RNA was extracted using RNA STAT 60 (Tel-Test, Friendswood, TX) and RNeasy Mini kit, followed by DNase digestion in solution prior to purification (Qiagen, Germantown, MD). RNA integrity number was determined using Agilent Bioanalyzer (Agilent, Santa Clara, CA). RNA-seq libraries were constructed from total RNA using TruSeq mRNA LT Sample Prep Kit according to the manufacturer’s protocol (Illumina, San Diego, CA). Barcoded libraries were pooled and sequenced using Illumina HiSeq 2500 system to obtain 50-bp paired-end reads (Illumina, San Diego, CA). Reads were aligned to human hg38 and mouse mm10 genomes using TopHat222. Alignments matching hg38 with a higher fidelity than mm10 were retained, where fidelity is measured by the number of mismatches against the reference genome23. Gene counts were generated for each gene with HTSeq v0.6.1p1 using the "intersection-strict" overlapping mode24. Differential expression was conducted using the edgeR Bioconductor package in R, filtering for 3 counts/million in at least one sample and applying |log Fold Change|> = 1 and a significance level of 0.01 with Benjamin-Hochberg false discovery rate (FDR) adjustment25. Ingenuity pathway analysis (QIAGEN, https://www.qiagenbioinformatics.com/products/ingenuity-pathway-analysis) was performed on differentially expressed genes to identify enriched molecular and cellular functions. For each of the CoCaB 1 models, R package “consensusMIBC” was used to identify consensus subtypes26. The separation level (0–1) measures how a sample is representative of its consensus class, with 0 meaning too close to other consensus classes to be confidently assigned its consensus class label ,and 1 meaning a sample is very representative of its consensus class and very different from the other consensus classes. RNAseq data are deposited in the Gene Expression Omnibus database under the accession number GSE155007.

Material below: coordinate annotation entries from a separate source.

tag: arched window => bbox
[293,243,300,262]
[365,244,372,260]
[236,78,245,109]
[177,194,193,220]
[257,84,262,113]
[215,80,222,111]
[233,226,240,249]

Missense mutation analysis

Aligned sequences from RNAseq were loaded into the Integrative Genome Viewer27. Coding regions of genes with mutation frequency > 5% in TCGA MIBC5 were manually examined for homozygous or heterozygous missense mutations that were present in the original patient tumor and carried through early and late passage CoCaB 1 PDXs and organoids. Preserved missense mutations were probed for in COSMIC28 and classified as a somatic mutation if the mutational locus was catalogued in COSMIC. FATHMM-XF was used to predict pathogenic mutations29.

Statistical analyses

Statistical comparisons between early vs. late passages in different models were conducted by Mann–Whitney test. Data are means ± SEM, except for in vitro cultures that were represented as means ± SD. For IPA analyses, a molecular function that displayed FDR < 5% was considered significantly enriched.